Tout allait pour le mieux dans le meilleur des mondes. Non, c’était vrai. Ce genre d’adage à la con n’était clairement pas dans mes habitudes en temps normal. Pourtant, je le pensais sincèrement : ma décision de revenir auprès d’Olivia et de notre fils était probablement la meilleure des décisions qu’il m’avait été donné de prendre. Bien évidemment, ça n’avait pas été facile, au début. Et ça ne l’était toujours pas. Je doutais en permanence de mes moindres faits et gestes, tantôt trop laxiste, tantôt trop protecteur -rarement trop sévère ; j’en étais incapable, et Adam l’avait bien compris, au plus grand damne de mes tentatives d’intimidation ; même si la majeure partie du temps, il avait la délicatesse de ne pas trop profiter de la situation- il m’arrivait de me demander si un jour, j’arriverais enfin à trouver un juste milieu. Pour autant, je ne regrettais pour rien au monde ces moments passés avec mon fils, l’idée d’avoir un enfant d’ailleurs de plus en plus imprégnée en moi. Certes, ça prenait du temps. Mais je commençais peu à peu à me faire à l’idée. Mieux : elle me plaisait. L’idée de pouvoir le voir grandir, faire ses premières expériences, se tromper, apprendre, découvrir. Toutes ces petites choses de la vie qui faisaient que peu à peu, on devenait adolescent, nos idées stupides et décisions douteuses nous faisant apprendre de nos erreurs mais aussi de nos réussites. Nos goûts et nos caractères qui s’affirment ; nos idées ni bonnes, ni mauvaises, étant juste nos idées, qui faisaient partie de nous, qui faisaient de nous ce que nous étions et qui feraient de lui un homme. Je venais tout juste de commencer ma carrière de papa, et pourtant, le temps me semblait parfois passer à une vitesse vertigineuse… Souvent, je me surprenais à repenser, la larme à l’oeil et le coeur serré à notre première embrassade en tant que père et fils. Certains types de mon espèce se seraient barrés. D’un « bon bah c’était sympa, je dois y aller ». Mais son regard vif et malicieux, ses sourires et ses bouclettes avaient eu raison de moi. Et en toute honnêteté, il aurait pu être un enfant laid, comme il en existait ailleurs, je n’aurais pas pu le repousser ; lui infliger ce qu’on m’avait forcé à vivre.

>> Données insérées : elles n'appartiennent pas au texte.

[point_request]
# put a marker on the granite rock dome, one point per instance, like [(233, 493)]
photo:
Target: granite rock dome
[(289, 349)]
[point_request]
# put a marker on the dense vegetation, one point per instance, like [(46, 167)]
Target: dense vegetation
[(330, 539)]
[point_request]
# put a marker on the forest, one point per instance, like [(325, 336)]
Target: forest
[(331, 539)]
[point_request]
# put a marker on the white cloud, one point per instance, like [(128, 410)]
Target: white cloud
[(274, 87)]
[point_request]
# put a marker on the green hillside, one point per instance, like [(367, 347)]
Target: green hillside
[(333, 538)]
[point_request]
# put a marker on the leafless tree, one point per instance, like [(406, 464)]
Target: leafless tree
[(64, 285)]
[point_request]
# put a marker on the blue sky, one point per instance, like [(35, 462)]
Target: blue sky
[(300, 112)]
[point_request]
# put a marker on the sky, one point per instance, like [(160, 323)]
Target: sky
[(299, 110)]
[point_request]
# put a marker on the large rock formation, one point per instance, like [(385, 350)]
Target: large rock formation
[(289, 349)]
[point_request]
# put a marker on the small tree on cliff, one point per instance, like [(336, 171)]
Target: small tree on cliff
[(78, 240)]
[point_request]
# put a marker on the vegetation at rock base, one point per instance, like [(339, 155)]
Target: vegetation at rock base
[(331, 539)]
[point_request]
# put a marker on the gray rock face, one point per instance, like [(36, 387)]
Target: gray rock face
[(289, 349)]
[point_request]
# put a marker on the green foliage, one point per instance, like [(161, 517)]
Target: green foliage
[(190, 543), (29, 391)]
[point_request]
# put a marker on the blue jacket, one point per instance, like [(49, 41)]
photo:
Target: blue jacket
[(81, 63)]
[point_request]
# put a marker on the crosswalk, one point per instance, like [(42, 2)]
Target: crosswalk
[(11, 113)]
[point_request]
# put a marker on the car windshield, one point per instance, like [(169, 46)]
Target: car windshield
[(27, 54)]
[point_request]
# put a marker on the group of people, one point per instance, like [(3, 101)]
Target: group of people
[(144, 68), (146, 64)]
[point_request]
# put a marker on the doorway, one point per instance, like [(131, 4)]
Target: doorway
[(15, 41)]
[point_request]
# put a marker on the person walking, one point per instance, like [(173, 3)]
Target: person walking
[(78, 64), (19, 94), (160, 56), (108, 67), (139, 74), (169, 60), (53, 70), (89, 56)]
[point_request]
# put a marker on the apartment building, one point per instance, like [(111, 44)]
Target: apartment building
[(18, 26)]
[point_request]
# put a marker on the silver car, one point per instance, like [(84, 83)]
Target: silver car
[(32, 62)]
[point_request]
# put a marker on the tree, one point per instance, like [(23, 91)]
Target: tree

Et de toutes façons, notre gosse, c’était le plus beau, le plus malin. Pas la peine d’aller chercher plus loin. Ceux qui ne seraient pas capables de le voir, seraient des imbéciles. Ou peut être tout simplement les parents d’un autre enfant, qui à leurs yeux serait lui aussi le plus beau et le plus intelligent. Bon sang. L’objectivité ? Les parents ne connaissent pas. C’est quoi ? Ça se mange ? qu’est ce que c’est que ce pokemon ?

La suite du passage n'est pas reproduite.